# IEEE FRAUD NOTEBOOK

In [1]:
import pandas as pd
import numpy as np
from tqdm import tqdm_notebook
from sklearn.metrics import roc_auc_score
import gc

from sklearn.preprocessing import LabelEncoder

import matplotlib.pyplot as plt
import seaborn as sns
sns.set()
%matplotlib inline

import warnings
warnings.filterwarnings('ignore')

pd.set_option('max_columns', None)

In [2]:
def reduce_mem_usage(df):
    """ iterate through all the columns of a dataframe and modify the data type
        to reduce memory usage.        
    """
    start_mem = df.memory_usage().sum() / 1024**2
    print('Memory usage of dataframe is {:.2f} MB'.format(start_mem))
    
    for col in df.columns:
        col_type = df[col].dtype
        
        if col_type != object:
            c_min = df[col].min()
            c_max = df[col].max()
            if str(col_type)[:3] == 'int':
                if c_min > np.iinfo(np.int8).min and c_max < np.iinfo(np.int8).max:
                    df[col] = df[col].astype(np.int8)
                elif c_min > np.iinfo(np.int16).min and c_max < np.iinfo(np.int16).max:
                    df[col] = df[col].astype(np.int16)
                elif c_min > np.iinfo(np.int32).min and c_max < np.iinfo(np.int32).max:
                    df[col] = df[col].astype(np.int32)
                elif c_min > np.iinfo(np.int64).min and c_max < np.iinfo(np.int64).max:
                    df[col] = df[col].astype(np.int64)  
            else:
                if c_min > np.finfo(np.float16).min and c_max < np.finfo(np.float16).max:
                    df[col] = df[col].astype(np.float16)
                elif c_min > np.finfo(np.float32).min and c_max < np.finfo(np.float32).max:
                    df[col] = df[col].astype(np.float32)
                else:
                    df[col] = df[col].astype(np.float64)
        else:
            df[col] = df[col].astype('category')

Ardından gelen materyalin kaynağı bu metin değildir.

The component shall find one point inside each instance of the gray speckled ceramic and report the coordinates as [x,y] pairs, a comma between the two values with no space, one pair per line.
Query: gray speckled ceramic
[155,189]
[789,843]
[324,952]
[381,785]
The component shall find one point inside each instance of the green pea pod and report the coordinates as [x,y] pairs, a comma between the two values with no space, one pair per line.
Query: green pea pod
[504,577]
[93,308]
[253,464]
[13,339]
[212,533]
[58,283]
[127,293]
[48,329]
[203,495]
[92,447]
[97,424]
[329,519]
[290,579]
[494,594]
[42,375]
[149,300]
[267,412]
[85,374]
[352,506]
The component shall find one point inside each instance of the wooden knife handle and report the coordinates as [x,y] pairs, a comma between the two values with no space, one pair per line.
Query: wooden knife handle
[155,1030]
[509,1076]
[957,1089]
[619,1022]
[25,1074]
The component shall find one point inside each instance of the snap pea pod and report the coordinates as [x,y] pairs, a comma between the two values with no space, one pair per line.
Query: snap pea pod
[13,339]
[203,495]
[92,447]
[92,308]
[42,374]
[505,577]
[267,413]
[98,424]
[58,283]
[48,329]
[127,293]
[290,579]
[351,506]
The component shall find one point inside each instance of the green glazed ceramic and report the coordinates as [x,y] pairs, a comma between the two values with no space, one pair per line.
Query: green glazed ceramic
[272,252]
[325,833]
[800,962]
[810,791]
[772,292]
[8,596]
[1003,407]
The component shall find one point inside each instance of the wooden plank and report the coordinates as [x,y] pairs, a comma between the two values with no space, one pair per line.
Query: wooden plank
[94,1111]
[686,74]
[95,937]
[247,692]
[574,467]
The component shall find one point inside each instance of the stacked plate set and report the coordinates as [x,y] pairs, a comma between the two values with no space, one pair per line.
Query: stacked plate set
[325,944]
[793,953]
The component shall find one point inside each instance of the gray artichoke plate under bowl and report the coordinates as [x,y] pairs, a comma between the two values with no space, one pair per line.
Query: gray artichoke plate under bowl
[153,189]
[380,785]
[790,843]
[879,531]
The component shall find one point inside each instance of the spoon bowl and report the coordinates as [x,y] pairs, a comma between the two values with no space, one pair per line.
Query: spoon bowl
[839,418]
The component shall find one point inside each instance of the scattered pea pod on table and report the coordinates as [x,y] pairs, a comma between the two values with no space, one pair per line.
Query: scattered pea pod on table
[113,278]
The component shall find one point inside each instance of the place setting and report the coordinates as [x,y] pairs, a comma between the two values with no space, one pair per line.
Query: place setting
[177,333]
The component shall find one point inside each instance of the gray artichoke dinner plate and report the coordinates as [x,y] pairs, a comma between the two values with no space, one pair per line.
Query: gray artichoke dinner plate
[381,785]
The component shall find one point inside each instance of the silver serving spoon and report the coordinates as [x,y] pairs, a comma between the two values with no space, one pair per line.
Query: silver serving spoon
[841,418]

    end_mem = df.memory_usage().sum() / 1024**2
    print('Memory usage after optimization is: {:.2f} MB'.format(end_mem))
    print('Decreased by {:.1f}%'.format(100 * (start_mem - end_mem) / start_mem))
    
    return df

def import_data(file):
    """create a dataframe and optimize its memory usage"""
    df = pd.read_csv(file, parse_dates=True, keep_date_col=True, index_col='TransactionID')
    df = reduce_mem_usage(df)
    return df

In [3]:
%%time

print('Loading data...')

train_identity = import_data('train_identity.csv')
print('\tSuccessfully loaded train_identity!')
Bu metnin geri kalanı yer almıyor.